Casino License Already Approved

This final approval will come just months after MGM received the last of six casino gambling licenses offered by the state of Maryland. Groundbreaking on the casino could take place as early as this summer, and the company has already begun preliminary work on the site in anticipation of a smooth approval process.

The relatively easy regulatory process has been aided by the fact that very little opposition has emerged to the project. Pretty much everyone involved has been on board with the casino, which is expected to bring significant economic benefits to both Maryland and Prince George’s County.

Where there are disagreements, they have been primarily based on the design of the casino, as well as exactly what the community will get from the revenues it generates.
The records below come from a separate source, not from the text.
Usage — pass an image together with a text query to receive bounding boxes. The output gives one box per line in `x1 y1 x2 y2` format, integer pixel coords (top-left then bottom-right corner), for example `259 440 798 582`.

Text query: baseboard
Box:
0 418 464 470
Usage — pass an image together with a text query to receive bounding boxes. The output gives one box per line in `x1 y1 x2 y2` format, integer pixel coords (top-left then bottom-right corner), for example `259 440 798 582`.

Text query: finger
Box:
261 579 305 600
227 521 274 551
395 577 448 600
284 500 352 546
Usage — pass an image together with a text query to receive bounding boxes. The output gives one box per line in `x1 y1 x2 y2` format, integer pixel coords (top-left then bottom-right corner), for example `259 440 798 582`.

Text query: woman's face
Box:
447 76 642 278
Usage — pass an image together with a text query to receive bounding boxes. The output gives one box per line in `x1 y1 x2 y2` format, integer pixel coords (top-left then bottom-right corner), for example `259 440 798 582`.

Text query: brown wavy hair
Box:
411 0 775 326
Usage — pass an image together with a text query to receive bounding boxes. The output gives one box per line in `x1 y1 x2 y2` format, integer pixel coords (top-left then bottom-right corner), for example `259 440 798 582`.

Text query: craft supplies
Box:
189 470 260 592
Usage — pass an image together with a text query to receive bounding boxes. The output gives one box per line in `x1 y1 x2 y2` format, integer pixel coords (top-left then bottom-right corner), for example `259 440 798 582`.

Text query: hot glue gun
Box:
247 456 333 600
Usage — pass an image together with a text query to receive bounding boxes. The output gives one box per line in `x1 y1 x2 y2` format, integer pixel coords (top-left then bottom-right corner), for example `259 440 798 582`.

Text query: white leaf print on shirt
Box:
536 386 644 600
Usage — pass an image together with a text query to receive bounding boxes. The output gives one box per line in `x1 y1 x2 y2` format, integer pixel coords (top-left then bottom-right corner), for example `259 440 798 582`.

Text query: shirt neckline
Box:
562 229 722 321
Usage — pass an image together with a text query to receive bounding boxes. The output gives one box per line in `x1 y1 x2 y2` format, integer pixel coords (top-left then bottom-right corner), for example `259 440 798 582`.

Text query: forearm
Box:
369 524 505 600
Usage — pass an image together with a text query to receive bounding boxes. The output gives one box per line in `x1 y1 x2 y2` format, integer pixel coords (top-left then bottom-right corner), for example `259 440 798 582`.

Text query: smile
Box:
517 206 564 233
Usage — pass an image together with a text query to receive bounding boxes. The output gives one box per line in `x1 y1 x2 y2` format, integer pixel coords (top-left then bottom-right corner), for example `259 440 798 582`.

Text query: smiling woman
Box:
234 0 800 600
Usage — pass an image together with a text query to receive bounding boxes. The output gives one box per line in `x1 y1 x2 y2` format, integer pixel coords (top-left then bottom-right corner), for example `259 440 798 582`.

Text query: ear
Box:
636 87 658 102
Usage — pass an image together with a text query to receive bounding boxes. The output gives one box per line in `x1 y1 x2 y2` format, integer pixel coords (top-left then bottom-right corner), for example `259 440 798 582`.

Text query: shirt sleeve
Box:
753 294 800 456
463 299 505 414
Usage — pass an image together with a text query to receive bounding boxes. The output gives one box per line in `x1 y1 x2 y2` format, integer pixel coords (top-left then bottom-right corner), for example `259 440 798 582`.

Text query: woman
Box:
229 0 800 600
Concerns have been raised about the large LED video screens that are to be incorporated into the signage for the casino, with some saying they could be a safety hazard and distract drivers on the I-295 highway. But the local planning board approved them, agreeing that they were an important part of the business and the casino aesthetic.

That issue is the one hurdle MGM may have to clear at the County Council meeting, as many locals have complained about the size and scope of the signs, some of which are as big as 60 feet high and 100 feet wide.

“This is not Las Vegas,” said William Cavitt, president of the Indian Head Highway Area Action Council. “It is not Atlantic City. It is not any other location where MGM is located.”

Latest Development at National Harbor

The proposal would put a major casino resort just minutes from Washington. MGM plans to build a one million square-foot facility, one that would include about 3,600 slot machines and 140 table games. There would also be a 300-room hotel tower, high-end restaurants and retail locations, and a concert theater.

Once approved by the County Council, MGM would then be able to request the necessary permits to begin construction.

The casino would join a small but vibrant development on the banks of the Potomac River. National Harbor first opened in 2008, and additions to the site have been ongoing ever since. The area, which covers less than two square miles, already has a convention center and six hotels, as well as many restaurants and shops. The Walt Disney Company has planned to build its own hotel resort at National Harbor, but backed out of the idea in 2011.